People Are Always Looking For Shortcuts to Happiness. There Are No Such Shortcuts

The creed of man

Ambition is the source of all vices. It gives birth to hypocrisy, arouses envy, pushes to deception.

The virtue of most people declines as their wealth increases. Give a man what he needs – and he will ask for comfort. Provide him with comforts – and he will strive for luxury. Shower him with luxury – and he will begin to sigh for sophistication. Let him have the sophistication, and he will crave the insane. Give him anything he asks for – and he will complain that he was cheated and didn’t get what he wanted.

The time will come when human nature will come face to face with its destiny—what an explosion there will be then!

I wonder how many precious minutes are wasted in needlessly indulging our own weaknesses, in frivolous pastimes, in idle talk, in dubious and useless gaiety. Broadening your interests without deepening them means you’re just robbing yourself.

Action is needed. Passive contemplation is a dangerous state of mind. You should not waste your life in vain dreams.

People are always looking for shortcuts to happiness. There are no such shortcuts.

In life and work, far more important are not abilities, but character, not mind, but heart, not genius, but self-control, patience and discipline, subject to sober judgment.

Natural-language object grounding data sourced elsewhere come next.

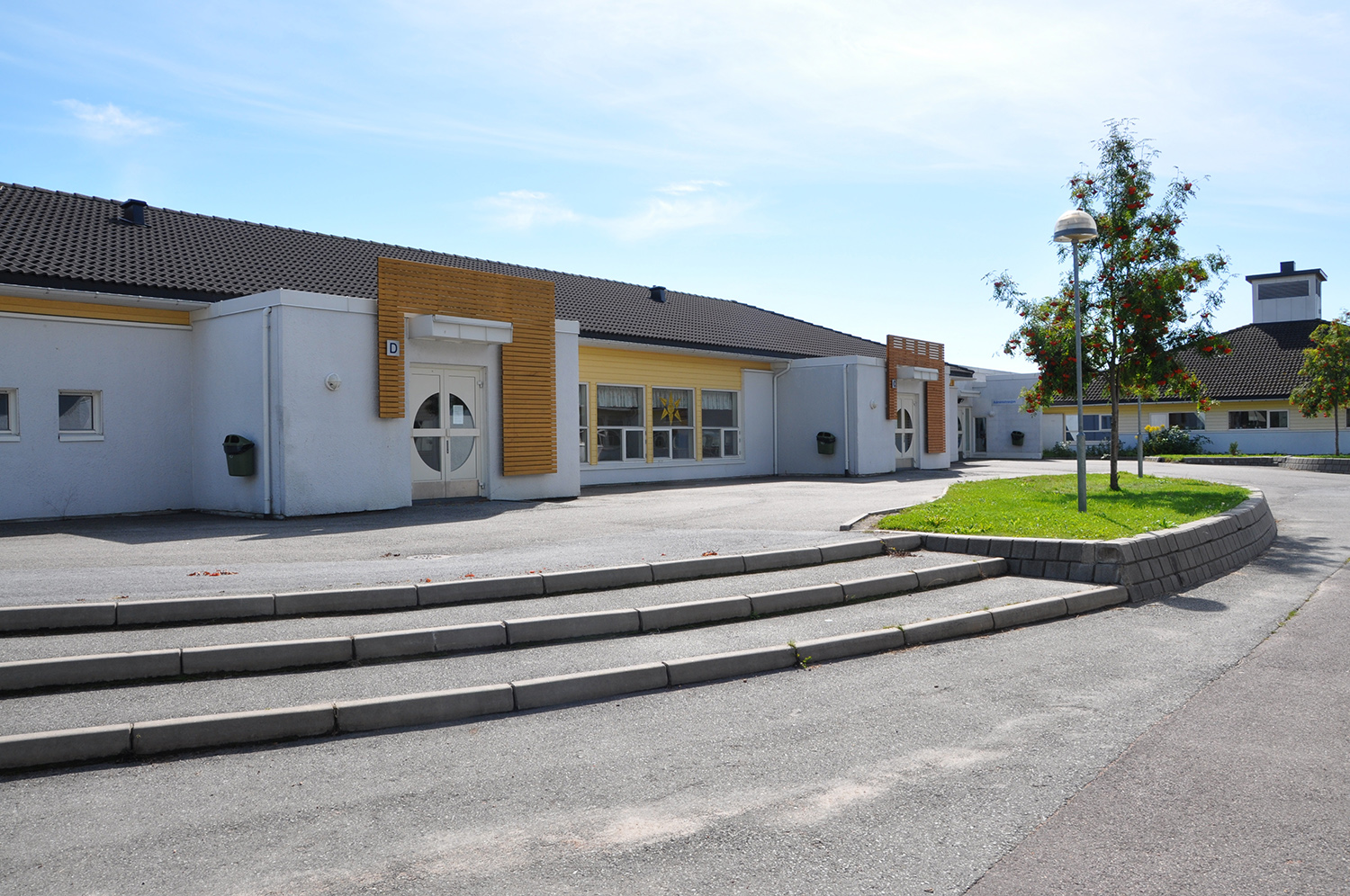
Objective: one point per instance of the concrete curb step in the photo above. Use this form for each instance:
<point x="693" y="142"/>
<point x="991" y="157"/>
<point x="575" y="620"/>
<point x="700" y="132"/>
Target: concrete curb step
<point x="321" y="720"/>
<point x="24" y="675"/>
<point x="402" y="596"/>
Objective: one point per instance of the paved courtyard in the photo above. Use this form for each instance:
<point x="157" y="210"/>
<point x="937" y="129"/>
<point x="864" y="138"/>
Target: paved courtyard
<point x="1168" y="747"/>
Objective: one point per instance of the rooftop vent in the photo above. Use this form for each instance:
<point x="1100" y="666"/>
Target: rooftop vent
<point x="134" y="212"/>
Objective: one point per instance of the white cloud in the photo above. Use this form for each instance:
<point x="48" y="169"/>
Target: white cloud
<point x="108" y="123"/>
<point x="523" y="210"/>
<point x="690" y="208"/>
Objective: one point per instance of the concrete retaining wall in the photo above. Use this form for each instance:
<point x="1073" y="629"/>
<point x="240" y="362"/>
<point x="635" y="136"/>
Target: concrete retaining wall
<point x="1148" y="566"/>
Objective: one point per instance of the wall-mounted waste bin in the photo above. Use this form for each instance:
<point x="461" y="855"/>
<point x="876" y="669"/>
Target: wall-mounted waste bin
<point x="239" y="456"/>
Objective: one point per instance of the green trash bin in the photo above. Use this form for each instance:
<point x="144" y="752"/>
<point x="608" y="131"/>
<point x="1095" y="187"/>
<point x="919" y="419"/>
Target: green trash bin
<point x="239" y="456"/>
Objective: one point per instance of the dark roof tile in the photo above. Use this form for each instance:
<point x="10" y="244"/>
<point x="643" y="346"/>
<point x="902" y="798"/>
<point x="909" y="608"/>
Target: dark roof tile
<point x="77" y="242"/>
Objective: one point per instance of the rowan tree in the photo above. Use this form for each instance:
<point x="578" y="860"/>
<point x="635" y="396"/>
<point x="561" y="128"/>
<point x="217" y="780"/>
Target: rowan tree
<point x="1144" y="299"/>
<point x="1326" y="374"/>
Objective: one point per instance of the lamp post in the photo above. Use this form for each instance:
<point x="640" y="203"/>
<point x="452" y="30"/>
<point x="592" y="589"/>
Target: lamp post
<point x="1077" y="227"/>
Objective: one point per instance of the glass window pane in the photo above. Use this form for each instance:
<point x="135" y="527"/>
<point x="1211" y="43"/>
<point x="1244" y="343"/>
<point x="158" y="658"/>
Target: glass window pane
<point x="718" y="408"/>
<point x="76" y="413"/>
<point x="428" y="415"/>
<point x="610" y="444"/>
<point x="634" y="444"/>
<point x="731" y="443"/>
<point x="618" y="405"/>
<point x="712" y="443"/>
<point x="671" y="407"/>
<point x="682" y="444"/>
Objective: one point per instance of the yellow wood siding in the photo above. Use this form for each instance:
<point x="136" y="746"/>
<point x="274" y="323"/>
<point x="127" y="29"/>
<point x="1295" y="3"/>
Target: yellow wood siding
<point x="628" y="367"/>
<point x="529" y="377"/>
<point x="92" y="310"/>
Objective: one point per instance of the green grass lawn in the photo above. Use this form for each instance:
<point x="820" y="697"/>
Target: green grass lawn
<point x="1048" y="506"/>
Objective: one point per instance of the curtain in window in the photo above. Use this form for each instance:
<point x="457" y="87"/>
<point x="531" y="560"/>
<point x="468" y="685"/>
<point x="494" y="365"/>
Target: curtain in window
<point x="618" y="396"/>
<point x="718" y="399"/>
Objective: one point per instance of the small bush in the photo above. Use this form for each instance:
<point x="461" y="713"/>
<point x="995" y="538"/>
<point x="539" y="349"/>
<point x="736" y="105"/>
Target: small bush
<point x="1172" y="440"/>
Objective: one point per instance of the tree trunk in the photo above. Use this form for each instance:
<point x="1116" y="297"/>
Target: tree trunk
<point x="1115" y="429"/>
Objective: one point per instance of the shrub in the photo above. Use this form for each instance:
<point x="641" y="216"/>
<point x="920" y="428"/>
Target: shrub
<point x="1172" y="440"/>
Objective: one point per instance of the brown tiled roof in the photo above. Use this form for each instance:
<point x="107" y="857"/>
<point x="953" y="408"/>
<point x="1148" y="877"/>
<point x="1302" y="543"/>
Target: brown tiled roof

Wisdom is the last gift of fate to the mature mind. The person who has experienced a lot begins to rely on time as his assistant. They say that time illuminates the past and comforts, but time also teaches. Time is the food on which experience is nourished, the soil on which wisdom grows. It can be both a friend and an enemy of youth. Time presides over old age as a comforter or an executioner, depending on what good or harm it has been used for, whether life has been lived to the full or not…

Life has almost flown by before we know what it is… There are so many beautiful and deeply moving things around us, and I am a little ashamed that I did not appreciate them properly. Yet, looking back, I can say for myself in four words: I lived a happy life.